Three Hāna graduates–Kane Kanaka‘ole, Maximilian Abraham and Harmony Gonsalves-Cosma–are recipients of the Dr. Isabella Ka’uakea Aiona Abbott Scholarship for 2017.
The scholarship honors the life work and achievements of Hāna-born scientist and researcher Dr. Isabella Kauakea Aiona Abbott and was created by the non-profit Nā Mamo O Mū’olea to help post high school graduates pursuing careers in Botany, Ethnobotany, Marine Science and/or Hawaiian Studies.
Dr. Abbott was the first native Hawaiian woman to receive a PH.D in science. She was a world-renowned algae taxonomist, and the foremost expert on central-Pacific algae. To her credit she has numerous books, and has published more than 100 research papers. She was also the leading expert on Hawaiian limu, and dedicated her life to protecting Hawaiʻi’s reef ecosystems.
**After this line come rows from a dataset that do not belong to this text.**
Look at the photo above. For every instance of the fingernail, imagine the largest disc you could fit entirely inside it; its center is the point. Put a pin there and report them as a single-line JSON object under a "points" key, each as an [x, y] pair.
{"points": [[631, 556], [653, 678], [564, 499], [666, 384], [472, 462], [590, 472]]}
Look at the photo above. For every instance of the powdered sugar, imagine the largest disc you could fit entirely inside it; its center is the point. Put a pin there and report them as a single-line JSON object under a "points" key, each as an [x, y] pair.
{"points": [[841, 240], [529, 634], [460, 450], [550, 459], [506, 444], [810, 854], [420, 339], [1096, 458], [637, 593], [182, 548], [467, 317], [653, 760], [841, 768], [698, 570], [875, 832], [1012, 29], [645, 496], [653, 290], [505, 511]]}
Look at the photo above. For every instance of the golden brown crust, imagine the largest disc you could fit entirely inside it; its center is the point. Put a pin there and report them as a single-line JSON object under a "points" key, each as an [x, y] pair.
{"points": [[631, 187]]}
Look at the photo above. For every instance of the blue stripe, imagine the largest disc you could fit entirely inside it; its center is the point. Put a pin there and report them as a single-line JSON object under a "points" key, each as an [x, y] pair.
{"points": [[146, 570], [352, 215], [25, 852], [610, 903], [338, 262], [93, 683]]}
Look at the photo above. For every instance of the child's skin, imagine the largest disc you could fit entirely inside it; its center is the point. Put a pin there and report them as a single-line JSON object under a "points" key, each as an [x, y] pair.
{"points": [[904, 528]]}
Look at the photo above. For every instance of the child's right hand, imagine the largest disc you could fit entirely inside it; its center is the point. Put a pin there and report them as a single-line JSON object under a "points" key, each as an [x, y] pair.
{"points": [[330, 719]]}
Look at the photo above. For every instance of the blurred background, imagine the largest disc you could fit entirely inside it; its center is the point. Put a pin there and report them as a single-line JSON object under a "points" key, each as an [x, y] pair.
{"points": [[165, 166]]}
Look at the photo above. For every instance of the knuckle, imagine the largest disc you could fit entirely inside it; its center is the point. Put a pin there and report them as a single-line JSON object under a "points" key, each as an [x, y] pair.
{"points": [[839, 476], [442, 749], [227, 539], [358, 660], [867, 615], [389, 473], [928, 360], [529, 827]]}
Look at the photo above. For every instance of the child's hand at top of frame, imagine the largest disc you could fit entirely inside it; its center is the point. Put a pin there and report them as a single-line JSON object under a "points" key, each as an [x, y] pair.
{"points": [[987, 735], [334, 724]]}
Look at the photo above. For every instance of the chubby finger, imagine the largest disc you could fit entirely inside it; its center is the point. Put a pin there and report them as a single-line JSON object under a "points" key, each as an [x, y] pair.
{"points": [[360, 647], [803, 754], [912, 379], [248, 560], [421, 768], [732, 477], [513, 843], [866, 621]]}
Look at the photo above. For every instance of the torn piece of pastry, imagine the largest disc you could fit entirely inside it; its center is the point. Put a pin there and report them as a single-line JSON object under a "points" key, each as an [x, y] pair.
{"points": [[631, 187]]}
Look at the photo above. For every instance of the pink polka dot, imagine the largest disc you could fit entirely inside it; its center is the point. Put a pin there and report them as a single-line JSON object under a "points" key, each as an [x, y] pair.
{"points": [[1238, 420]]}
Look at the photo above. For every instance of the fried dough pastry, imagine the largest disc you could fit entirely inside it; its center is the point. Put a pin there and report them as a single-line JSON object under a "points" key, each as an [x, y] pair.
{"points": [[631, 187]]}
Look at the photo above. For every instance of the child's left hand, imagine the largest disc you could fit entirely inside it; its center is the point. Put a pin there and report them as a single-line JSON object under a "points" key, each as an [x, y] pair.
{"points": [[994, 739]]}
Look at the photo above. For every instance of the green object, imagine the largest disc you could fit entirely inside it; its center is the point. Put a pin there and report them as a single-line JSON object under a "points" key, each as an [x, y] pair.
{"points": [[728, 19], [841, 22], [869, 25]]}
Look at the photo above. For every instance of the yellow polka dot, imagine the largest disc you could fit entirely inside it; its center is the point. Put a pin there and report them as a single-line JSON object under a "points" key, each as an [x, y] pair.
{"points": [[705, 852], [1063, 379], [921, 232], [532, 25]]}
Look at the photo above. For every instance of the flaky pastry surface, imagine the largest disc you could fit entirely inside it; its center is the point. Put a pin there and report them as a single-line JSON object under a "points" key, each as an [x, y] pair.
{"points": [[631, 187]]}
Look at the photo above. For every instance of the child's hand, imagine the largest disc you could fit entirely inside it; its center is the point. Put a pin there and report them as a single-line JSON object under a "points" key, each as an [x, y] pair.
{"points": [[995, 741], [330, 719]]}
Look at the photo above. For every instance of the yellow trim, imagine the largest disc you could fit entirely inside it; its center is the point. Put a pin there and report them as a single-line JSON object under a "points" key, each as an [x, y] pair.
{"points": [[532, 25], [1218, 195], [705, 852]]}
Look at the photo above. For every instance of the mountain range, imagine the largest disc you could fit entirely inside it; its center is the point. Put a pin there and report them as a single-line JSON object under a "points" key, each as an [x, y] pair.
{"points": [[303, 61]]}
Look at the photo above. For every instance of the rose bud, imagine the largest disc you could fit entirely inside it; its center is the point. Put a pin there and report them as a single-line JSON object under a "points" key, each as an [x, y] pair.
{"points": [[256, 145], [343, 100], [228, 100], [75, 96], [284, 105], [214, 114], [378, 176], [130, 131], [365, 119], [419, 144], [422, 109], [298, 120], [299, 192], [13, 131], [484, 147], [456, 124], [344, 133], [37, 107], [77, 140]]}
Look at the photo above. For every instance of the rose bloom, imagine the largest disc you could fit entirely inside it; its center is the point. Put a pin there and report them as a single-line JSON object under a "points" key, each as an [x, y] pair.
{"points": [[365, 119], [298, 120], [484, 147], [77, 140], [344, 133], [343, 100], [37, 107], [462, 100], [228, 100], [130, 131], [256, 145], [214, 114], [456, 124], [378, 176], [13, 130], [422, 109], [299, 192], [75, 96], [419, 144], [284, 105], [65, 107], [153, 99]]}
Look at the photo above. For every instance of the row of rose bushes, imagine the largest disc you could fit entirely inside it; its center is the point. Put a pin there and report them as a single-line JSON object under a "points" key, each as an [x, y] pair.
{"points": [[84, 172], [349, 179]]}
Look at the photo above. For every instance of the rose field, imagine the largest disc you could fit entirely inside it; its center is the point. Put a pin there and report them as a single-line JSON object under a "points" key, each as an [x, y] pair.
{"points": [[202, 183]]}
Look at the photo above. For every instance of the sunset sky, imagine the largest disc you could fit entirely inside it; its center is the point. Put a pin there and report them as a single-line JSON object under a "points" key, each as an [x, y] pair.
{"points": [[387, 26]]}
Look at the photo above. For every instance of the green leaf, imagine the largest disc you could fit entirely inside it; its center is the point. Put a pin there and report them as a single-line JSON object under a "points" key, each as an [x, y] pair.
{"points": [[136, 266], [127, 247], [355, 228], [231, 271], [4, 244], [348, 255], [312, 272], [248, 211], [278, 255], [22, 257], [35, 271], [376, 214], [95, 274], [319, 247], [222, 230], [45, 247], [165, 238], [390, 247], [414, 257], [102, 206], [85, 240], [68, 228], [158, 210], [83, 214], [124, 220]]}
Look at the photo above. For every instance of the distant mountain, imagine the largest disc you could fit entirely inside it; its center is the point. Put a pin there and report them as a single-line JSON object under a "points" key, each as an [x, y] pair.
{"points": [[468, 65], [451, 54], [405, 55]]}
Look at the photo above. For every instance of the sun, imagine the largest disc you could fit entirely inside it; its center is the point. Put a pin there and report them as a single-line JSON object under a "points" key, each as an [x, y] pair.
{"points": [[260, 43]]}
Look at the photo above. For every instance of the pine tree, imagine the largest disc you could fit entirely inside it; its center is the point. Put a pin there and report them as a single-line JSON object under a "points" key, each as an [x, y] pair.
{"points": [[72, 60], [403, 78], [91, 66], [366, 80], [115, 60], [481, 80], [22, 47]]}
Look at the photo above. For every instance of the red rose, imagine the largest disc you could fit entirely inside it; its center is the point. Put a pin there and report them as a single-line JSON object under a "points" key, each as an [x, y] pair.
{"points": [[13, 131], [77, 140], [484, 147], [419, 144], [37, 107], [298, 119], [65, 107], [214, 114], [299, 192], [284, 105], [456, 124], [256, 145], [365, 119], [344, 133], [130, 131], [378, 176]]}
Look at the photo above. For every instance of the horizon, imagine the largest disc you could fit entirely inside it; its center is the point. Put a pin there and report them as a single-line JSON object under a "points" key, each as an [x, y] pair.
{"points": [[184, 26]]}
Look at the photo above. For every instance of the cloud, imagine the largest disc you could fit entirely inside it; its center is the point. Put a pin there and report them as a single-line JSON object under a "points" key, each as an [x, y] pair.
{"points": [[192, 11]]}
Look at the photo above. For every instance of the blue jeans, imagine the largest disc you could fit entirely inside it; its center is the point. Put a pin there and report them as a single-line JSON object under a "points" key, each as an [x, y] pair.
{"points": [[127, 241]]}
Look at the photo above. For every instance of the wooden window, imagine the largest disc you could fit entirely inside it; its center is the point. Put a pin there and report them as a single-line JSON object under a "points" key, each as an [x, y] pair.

As a Professor of Ethnobotany at UH Mānoa, she mentored and influenced many of her students to pursue careers in Ethnobotany and Marine Science. In 2005 “Tutu Abbott” as she is affectionately known was honored as a Living Treasure of Hawai’i. She passed away in 2010 at the age of 91.
Funds for the scholarship are raised primarily through the silent auction at the annual Hāna Limu Festival held in November each year.
Kanaka‘ole, Abraham and Gonsalves-Cosma were each awarded a scholarship in the amount of $1500.
Kanaka‘ole will be studying Hawaiian Studies and Language at University of Hawaiʻi at Hilo; Abraham will be studying Sustainable Science Management at University of Hawaiʻi Maui College; and Gonsalves-Cosma will be studying Early Childhood Education and Hawaiian Studies at University of Hawaiʻi Maui College.
The mission of Nā Mamo O Mū’olea is to “perpetuate traditional ahupua‘a management of the Mū’olea ahupua’a; and to restore and maintain the area’s natural, cultural, scenic, historic and marine resources for the benefit, education and enjoyment of our community and future generations.”